Flashback: Obama Wins Nobel Peace Price for "Extraordinary Efforts to Strengthen International Diplomacy and Cooperation Between Peoples"

September 12, 2012 at 10:30 am (Cairo, Christopher Stevens, Egypt, Libya, Nobel Peace Prize, Oslo, President Obama, Terrorism)

How’s that ‘strengthened international diplomacy’ working for U.S. Ambassador Christopher Stevens, whose body is being dragged through Libyan streets as we speak?

Here is the full press release from the Nobel announcement in 2009, which in retrospect looks even more preposterous than it did when he originally won. 

The Norwegian Nobel Committee has decided that the Nobel Peace Prize for 2009 is to be awarded to President Barack Obama for his extraordinary efforts to strengthen international diplomacy and cooperation between peoples. The Committee has attached special importance to Obama’s vision of and work for a world without nuclear weapons.

Obama has as President created a new climate in international politics. Multilateral diplomacy has regained a central position, with emphasis on the role that the United Nations and other international institutions can play. Dialogue and negotiations are preferred as instruments for resolving even the most difficult international conflicts. The vision of a world free from nuclear arms has powerfully stimulated disarmament and arms control negotiations. Thanks to Obama’s initiative, the USA is now playing a more constructive role in meeting the great climatic challenges the world is confronting. Democracy and human rights are to be strengthened.

Only very rarely has a person to the same extent as Obama captured the world’s attention and given its people hope for a better future. His diplomacy is founded in the concept that those who are to lead the world must do so on the basis of values and attitudes that are shared by the majority of the world’s population.

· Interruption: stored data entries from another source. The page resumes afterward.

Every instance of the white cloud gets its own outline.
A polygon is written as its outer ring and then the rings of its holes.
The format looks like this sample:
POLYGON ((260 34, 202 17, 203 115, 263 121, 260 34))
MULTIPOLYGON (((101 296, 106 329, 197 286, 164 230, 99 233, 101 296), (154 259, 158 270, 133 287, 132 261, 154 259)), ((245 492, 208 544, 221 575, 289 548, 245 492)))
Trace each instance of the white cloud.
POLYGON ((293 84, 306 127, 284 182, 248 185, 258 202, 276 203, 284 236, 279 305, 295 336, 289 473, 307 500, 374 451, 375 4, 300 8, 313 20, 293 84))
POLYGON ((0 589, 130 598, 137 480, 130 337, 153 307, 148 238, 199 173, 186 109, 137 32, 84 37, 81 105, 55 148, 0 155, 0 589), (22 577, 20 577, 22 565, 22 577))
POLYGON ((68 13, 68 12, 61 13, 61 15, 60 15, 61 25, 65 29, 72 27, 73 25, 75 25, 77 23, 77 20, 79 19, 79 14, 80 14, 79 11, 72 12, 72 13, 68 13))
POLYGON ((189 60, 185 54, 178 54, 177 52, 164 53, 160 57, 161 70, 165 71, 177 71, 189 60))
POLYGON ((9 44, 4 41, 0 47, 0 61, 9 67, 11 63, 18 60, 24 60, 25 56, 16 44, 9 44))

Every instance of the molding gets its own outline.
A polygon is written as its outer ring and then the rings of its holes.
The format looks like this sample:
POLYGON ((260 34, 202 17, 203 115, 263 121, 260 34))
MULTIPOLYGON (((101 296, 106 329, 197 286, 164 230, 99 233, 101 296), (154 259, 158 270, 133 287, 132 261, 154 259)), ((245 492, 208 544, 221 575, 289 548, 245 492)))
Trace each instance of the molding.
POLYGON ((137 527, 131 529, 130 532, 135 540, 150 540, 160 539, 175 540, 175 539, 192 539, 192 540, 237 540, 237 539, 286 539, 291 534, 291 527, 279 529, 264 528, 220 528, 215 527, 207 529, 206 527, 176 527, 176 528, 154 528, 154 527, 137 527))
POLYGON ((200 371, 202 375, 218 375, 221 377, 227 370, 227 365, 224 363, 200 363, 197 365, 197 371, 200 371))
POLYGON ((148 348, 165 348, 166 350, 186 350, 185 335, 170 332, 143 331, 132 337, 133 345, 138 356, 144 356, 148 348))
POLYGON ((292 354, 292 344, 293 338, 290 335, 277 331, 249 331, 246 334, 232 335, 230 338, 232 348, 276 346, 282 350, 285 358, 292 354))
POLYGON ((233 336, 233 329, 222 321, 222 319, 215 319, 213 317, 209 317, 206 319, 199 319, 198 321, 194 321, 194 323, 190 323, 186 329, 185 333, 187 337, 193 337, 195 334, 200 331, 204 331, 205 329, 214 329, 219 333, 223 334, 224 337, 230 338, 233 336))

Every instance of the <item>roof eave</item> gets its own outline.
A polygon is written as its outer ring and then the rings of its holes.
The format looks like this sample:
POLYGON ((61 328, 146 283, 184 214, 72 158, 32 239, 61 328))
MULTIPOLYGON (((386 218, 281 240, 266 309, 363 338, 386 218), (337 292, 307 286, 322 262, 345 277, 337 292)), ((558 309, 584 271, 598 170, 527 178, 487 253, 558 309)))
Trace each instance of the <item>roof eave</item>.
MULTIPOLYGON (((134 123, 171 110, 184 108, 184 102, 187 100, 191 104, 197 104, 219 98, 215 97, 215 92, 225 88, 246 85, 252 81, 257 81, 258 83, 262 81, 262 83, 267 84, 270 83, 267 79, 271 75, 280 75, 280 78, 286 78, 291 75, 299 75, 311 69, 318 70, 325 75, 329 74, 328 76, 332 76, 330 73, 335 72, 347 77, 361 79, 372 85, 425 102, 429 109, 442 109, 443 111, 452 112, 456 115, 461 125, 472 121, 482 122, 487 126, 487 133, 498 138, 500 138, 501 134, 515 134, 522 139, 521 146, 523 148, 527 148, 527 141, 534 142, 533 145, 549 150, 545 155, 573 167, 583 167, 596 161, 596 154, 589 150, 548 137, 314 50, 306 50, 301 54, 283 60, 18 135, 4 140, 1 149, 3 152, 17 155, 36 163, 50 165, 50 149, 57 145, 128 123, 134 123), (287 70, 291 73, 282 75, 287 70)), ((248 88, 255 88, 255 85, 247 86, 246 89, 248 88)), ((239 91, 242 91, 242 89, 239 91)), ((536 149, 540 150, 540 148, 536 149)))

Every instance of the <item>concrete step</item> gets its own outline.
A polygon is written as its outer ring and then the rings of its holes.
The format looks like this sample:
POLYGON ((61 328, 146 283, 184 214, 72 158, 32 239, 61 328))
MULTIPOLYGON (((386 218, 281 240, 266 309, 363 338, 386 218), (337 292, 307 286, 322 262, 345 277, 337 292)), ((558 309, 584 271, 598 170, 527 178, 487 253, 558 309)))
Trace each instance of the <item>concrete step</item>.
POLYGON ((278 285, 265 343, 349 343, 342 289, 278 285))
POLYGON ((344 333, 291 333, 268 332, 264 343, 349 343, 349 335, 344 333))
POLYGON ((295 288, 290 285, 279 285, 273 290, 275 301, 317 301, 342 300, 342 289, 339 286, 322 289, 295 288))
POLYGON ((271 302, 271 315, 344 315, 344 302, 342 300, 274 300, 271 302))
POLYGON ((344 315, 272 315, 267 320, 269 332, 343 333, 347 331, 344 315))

For 108 years, the Norwegian Nobel Committee has sought to stimulate precisely that international policy and those attitudes for which Obama is now the world’s leading spokesman. The Committee endorses Obama’s appeal that “Now is the time for all of us to take our share of responsibility for a global response to global challenges.”

Oslo, October 9, 2009

Obama – The man awarded a Nobel Peace Prize based not on tangible accomplishment, but simply upon expectations.

Now that he has failed to meet those expectations, does the prize need to be returned?